Ever since then, Ian has been teaching SRE in primary schools. “It is a great challenge and a great joy, to help the kids understand what the Bible is about, to fill them in on what the Bible has to say, particularly about why Jesus came.”
Ian soon realised that his experience – of being immersed in the Bible from childhood – was not a common one among the children he taught. “It became evident to me that the children had no real understanding of the Bible, or who Jesus is. There was no basic understanding of the Christian faith.”
Margaret Barlow, from Orange Presbyterian church, has also experienced the importance of passing an understanding of the Bible on to children. Margaret teaches year 6 students in SRE, and has requested classroom sets of Bibles through Bible Society’s Bibles in Schools project to aid her teaching.
“A lesson I do early is how to look up verses in the Bible. I think that having the experience of using a Bible, holding it, and looking up verses is important. It is a way of setting up the children for the future. SRE teachers see the kids for such a short time. It’s our job to demystify the Bible, to teach the children of its veracity and reliability. To give them enough practical experience using it so that they don’t feel any constraints on using it themselves. And maybe, it will give them a motivation to do so.”

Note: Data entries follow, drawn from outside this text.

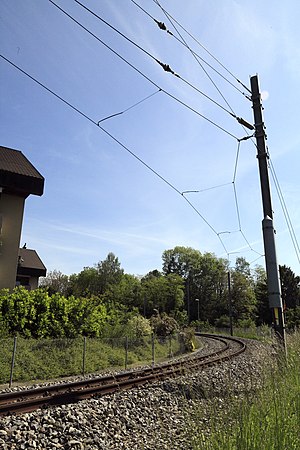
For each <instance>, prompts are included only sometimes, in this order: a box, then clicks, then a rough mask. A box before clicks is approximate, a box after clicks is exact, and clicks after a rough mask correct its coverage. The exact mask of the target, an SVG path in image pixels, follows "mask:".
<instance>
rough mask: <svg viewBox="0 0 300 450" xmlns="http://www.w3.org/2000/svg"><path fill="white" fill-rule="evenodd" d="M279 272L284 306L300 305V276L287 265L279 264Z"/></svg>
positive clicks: (289, 306)
mask: <svg viewBox="0 0 300 450" xmlns="http://www.w3.org/2000/svg"><path fill="white" fill-rule="evenodd" d="M279 272H280V280H281V293H282V303H283V305H284V308H285V309H289V308H296V306H299V305H300V277H298V276H296V275H295V273H294V272H293V271H292V269H291V268H290V267H287V266H279Z"/></svg>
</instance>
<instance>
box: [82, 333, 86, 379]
mask: <svg viewBox="0 0 300 450" xmlns="http://www.w3.org/2000/svg"><path fill="white" fill-rule="evenodd" d="M85 355H86V336H84V338H83V352H82V375H85Z"/></svg>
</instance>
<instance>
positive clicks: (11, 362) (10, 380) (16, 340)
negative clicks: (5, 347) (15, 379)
mask: <svg viewBox="0 0 300 450" xmlns="http://www.w3.org/2000/svg"><path fill="white" fill-rule="evenodd" d="M16 350H17V336H15V337H14V347H13V353H12V357H11V366H10V377H9V387H12V380H13V372H14V366H15V358H16Z"/></svg>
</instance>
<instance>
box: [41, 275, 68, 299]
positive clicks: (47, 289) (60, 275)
mask: <svg viewBox="0 0 300 450" xmlns="http://www.w3.org/2000/svg"><path fill="white" fill-rule="evenodd" d="M39 286H40V287H44V288H47V290H48V292H49V294H50V295H51V294H54V293H56V292H59V293H60V294H62V295H68V293H69V289H70V287H69V277H68V275H64V274H63V273H62V272H60V270H56V269H54V270H51V271H50V272H48V274H47V276H46V277H43V278H40V282H39Z"/></svg>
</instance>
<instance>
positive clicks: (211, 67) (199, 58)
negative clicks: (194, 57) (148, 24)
mask: <svg viewBox="0 0 300 450" xmlns="http://www.w3.org/2000/svg"><path fill="white" fill-rule="evenodd" d="M130 1H131V2H132V3H133V4H134V5H136V6H137V7H138V8H139V9H140V10H141V11H143V12H144V13H145V14H146V15H147V16H149V17H150V18H151V19H152V20H153V21H154V22H155V23H156V24H157V26H158V27H159V29H160V30H162V31H165V32H166V33H168V34H169V35H170V36H172V37H173V38H174V39H176V40H177V41H178V42H179V43H180V44H181V45H183V46H184V47H186V48H187V49H188V50H189V51H190V52H191V53H192V54H193V55H194V56H196V57H197V59H199V60H200V61H202V62H203V63H204V64H205V65H206V66H208V67H209V68H210V69H211V70H213V71H214V72H215V73H217V74H218V75H219V76H220V77H221V78H223V80H224V81H226V82H227V83H228V84H230V85H231V86H232V87H233V88H234V89H236V90H237V91H238V92H239V93H240V94H242V95H243V96H244V97H246V98H248V99H249V96H248V95H247V94H245V93H244V92H243V91H241V90H240V89H239V88H238V87H237V86H235V85H234V84H233V83H232V82H231V81H230V80H228V78H226V77H225V76H224V75H223V74H222V73H221V72H219V71H218V70H217V69H216V68H215V67H213V66H212V65H211V64H209V62H208V61H206V60H205V59H204V58H203V57H202V56H200V55H199V54H198V53H196V52H195V50H193V49H191V48H190V47H189V46H188V45H187V43H186V41H185V39H184V38H183V37H182V36H181V34H180V33H179V31H177V33H178V34H179V35H180V36H181V39H179V38H178V37H177V36H175V34H173V33H172V31H170V30H168V29H167V27H166V25H165V24H164V23H163V22H160V21H159V20H157V19H155V17H153V16H152V15H151V14H150V13H149V12H148V11H146V10H145V9H144V8H143V7H142V6H141V5H139V4H138V3H137V2H136V1H135V0H130ZM158 6H159V7H160V8H161V9H162V11H163V12H164V14H165V15H166V16H167V17H168V19H169V20H170V21H171V19H172V16H171V15H170V14H169V13H168V12H167V11H166V10H165V9H164V8H162V7H161V5H158ZM173 27H174V28H175V26H174V24H173ZM198 62H199V61H198ZM202 68H203V67H202ZM203 70H205V69H204V68H203ZM228 106H229V105H228Z"/></svg>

Margaret is very grateful for the opportunity to teach children about the Bible. She says, “Teaching the children has caused me to ask questions. I need to have answers for them, so I have been confronted with things that I have never questioned. So, I have gone to our minister and found out more in depth why I believe what I believe.”
Margaret is also grateful to teach the children is because it has allowed her to realise “why the Bible is important to me”. Teaching the children has meant that God’s word is applied in both directions: as she opened the Bible with them, the children’s questions have served Margaret in deepening her knowledge of the Bible and her faith. She says, “It’s good to give the children the chance to learn about the Christain framework and foundation for life.”
Ian also adds, “It’s an amazing opportunity we have, to teach these children the basis for the Christian faith. It’s an opportunity that we need to make the most of. It is wonderful to help the children understand the Bible and its place in our society.”